Abdul El-Sayed — who recently lost his race for the Michigan governor’s nomination but started a PAC to support liberal candidates — echoed the sentiment. Dr. El-Sayed calls himself “openly, honestly and unapologetically Muslim” and told me he believes “privilege begets responsibility.” That Islamic value inform his progressive politics.

Nonetheless, both Ms. Omar and Dr. El-Sayed said critics have tried to use their religion against them. “Islamophobia comes with the territory,” Dr.
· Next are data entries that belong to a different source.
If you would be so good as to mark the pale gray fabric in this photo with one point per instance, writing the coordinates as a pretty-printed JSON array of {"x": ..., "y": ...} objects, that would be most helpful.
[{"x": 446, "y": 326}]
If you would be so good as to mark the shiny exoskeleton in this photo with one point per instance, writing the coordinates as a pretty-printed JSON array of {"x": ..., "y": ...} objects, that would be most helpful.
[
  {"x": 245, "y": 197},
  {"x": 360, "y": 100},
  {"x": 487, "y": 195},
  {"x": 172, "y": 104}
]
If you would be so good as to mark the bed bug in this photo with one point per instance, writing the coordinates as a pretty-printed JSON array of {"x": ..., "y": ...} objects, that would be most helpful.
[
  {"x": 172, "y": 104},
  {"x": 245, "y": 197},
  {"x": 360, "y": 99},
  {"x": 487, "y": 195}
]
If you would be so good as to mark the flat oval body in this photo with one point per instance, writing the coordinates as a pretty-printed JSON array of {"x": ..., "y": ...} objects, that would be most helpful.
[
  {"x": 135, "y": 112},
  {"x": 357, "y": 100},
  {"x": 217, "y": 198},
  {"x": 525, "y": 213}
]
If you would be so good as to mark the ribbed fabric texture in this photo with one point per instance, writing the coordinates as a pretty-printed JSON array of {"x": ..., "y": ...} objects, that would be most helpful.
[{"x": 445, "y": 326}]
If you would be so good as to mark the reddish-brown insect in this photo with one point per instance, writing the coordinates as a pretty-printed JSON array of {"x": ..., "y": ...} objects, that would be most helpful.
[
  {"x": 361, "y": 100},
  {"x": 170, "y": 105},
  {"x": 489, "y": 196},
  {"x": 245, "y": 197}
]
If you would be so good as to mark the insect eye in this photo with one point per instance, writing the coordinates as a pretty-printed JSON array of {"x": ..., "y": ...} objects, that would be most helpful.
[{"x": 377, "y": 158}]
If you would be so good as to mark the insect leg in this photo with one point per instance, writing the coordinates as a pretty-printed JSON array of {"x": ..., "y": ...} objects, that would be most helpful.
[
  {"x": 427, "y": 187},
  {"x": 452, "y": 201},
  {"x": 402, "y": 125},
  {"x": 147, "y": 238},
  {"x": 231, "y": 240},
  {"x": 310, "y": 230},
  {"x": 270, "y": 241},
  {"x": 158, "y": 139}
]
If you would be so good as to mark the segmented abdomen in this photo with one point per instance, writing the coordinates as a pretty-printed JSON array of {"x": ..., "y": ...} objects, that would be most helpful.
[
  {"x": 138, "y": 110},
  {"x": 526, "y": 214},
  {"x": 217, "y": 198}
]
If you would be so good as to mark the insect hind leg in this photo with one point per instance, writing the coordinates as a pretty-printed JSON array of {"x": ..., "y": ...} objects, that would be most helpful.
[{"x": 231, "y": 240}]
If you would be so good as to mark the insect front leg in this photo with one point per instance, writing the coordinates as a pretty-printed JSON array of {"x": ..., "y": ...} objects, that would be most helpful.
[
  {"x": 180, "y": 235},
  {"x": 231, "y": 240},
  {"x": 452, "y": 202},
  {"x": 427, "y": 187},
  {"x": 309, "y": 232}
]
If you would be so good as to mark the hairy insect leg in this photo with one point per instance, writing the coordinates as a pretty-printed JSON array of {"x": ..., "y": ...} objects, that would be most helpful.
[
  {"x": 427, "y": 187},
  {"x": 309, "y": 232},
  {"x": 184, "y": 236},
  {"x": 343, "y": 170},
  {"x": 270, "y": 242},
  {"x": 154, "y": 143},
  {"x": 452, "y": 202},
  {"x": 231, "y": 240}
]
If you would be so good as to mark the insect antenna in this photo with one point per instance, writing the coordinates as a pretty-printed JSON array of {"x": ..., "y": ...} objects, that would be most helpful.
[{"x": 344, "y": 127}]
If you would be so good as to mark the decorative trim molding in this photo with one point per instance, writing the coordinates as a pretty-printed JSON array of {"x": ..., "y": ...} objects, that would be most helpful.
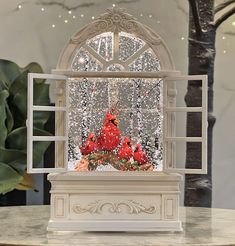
[
  {"x": 114, "y": 208},
  {"x": 115, "y": 20}
]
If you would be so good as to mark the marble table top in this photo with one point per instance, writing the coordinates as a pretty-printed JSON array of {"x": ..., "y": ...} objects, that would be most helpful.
[{"x": 26, "y": 225}]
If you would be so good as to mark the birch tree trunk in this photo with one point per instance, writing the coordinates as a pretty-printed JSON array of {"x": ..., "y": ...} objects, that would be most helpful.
[{"x": 201, "y": 56}]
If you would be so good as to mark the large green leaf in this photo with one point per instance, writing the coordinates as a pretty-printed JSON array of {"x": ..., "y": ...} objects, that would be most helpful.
[
  {"x": 9, "y": 178},
  {"x": 9, "y": 119},
  {"x": 8, "y": 72},
  {"x": 3, "y": 116}
]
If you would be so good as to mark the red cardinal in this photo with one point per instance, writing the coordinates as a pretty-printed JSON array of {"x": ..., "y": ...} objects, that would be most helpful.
[
  {"x": 125, "y": 152},
  {"x": 139, "y": 155},
  {"x": 89, "y": 146},
  {"x": 109, "y": 137}
]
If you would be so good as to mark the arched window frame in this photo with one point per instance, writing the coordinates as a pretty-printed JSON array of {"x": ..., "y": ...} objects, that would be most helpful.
[{"x": 117, "y": 20}]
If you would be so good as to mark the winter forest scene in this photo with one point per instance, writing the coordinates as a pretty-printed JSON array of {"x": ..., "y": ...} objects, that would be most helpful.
[{"x": 115, "y": 124}]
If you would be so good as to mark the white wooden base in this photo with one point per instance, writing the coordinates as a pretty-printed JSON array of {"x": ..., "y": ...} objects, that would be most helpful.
[{"x": 114, "y": 201}]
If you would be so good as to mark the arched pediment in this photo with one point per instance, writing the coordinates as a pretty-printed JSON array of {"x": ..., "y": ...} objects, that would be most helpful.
[{"x": 116, "y": 20}]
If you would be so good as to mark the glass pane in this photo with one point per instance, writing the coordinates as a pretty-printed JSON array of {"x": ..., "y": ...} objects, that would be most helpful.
[
  {"x": 44, "y": 154},
  {"x": 84, "y": 61},
  {"x": 55, "y": 123},
  {"x": 103, "y": 45},
  {"x": 128, "y": 45},
  {"x": 147, "y": 62},
  {"x": 180, "y": 120},
  {"x": 95, "y": 136},
  {"x": 193, "y": 97},
  {"x": 180, "y": 151}
]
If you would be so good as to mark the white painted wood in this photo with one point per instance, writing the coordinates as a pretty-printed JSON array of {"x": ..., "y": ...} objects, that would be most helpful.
[
  {"x": 116, "y": 201},
  {"x": 184, "y": 109},
  {"x": 169, "y": 162},
  {"x": 92, "y": 201},
  {"x": 49, "y": 108},
  {"x": 121, "y": 74},
  {"x": 31, "y": 138}
]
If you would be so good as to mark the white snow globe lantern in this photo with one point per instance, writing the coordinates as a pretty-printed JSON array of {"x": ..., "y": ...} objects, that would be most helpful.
[{"x": 109, "y": 176}]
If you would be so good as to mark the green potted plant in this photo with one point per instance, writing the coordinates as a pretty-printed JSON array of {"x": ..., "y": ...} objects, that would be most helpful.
[{"x": 13, "y": 131}]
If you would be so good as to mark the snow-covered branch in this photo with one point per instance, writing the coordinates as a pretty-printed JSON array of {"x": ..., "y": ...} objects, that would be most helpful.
[
  {"x": 224, "y": 17},
  {"x": 223, "y": 5},
  {"x": 196, "y": 19}
]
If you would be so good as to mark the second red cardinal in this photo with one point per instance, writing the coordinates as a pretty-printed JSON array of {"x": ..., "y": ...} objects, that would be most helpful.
[
  {"x": 139, "y": 155},
  {"x": 89, "y": 146},
  {"x": 109, "y": 137},
  {"x": 125, "y": 152}
]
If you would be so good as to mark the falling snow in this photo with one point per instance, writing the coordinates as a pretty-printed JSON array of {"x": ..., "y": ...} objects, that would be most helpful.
[{"x": 139, "y": 101}]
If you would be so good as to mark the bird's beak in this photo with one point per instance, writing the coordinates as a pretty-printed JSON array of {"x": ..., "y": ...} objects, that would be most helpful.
[{"x": 115, "y": 122}]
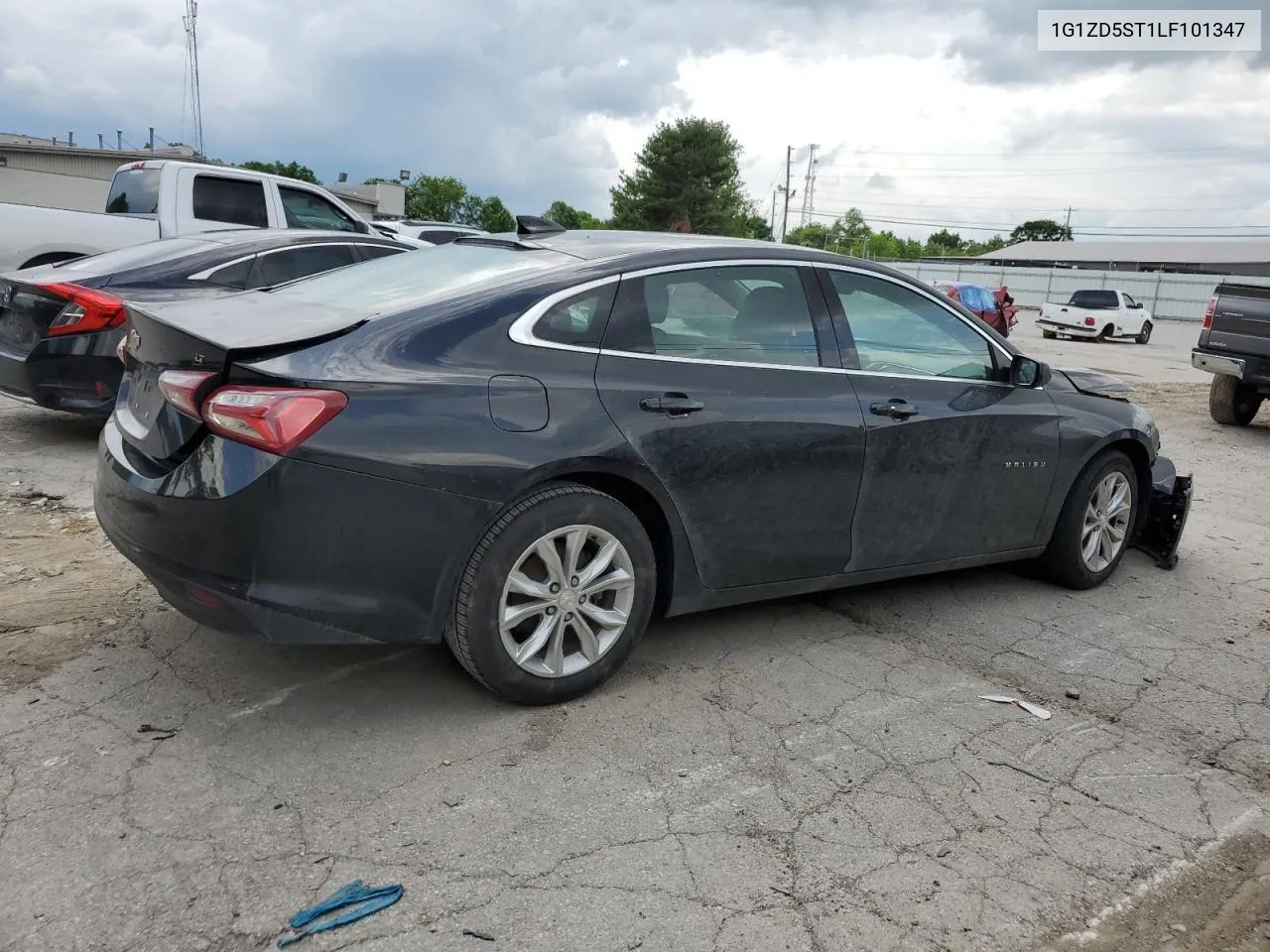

El-Sayed said.

Unfortunately, many Christian Republican voters are still encouraged to fear Muslims. “Running on Hate 2018,” a report by the nonprofit organization Muslim Advocates, examined 80 campaigns using anti-Muslim messages leading up to the midterm elections and found that almost all of the candidates engaged in these tactics are Republican.

These are reminiscent of the attitudes behind the anti-Catholic hazing of the 1950s that forced John Kennedy to assuage fears that he was “not the Catholic candidate for president” but instead the “Democratic Party’s candidate for president who happens also to be a Catholic.” But Kennedy won the presidency, and now a quarter of United States senators and six Supreme Court justices are Catholic.

Hana Ali, seeking a seat in the Tennessee legislature, is taking a cue from President Kennedy. She told me she’s running as a Democrat, a proud Tennessean and an American who also happens to be Muslim.

In Tennessee, she has seen firsthand the damage of the opioid crisis and the dire consequences of her state’s failure to expand Medicaid. She doesn’t have the built-in progressive network of a liberal Detroit or New York or the luxury to ignore Trump supporters. Instead, Dr. Ali, a physician, health care executive and proud immigrant, is knocking on doors trying to win voters over with a Democratic platform, one smile and hug at a time.

Win or lose, she told me, she wants her campaign to inspire her children and the next generation. “If this woman who lives in the middle of Tennessee can run for office as a Democratic candidate, then it opens up a lot of doors for a lot of Muslim women, future generations and communities who are watching from a distance,” she said.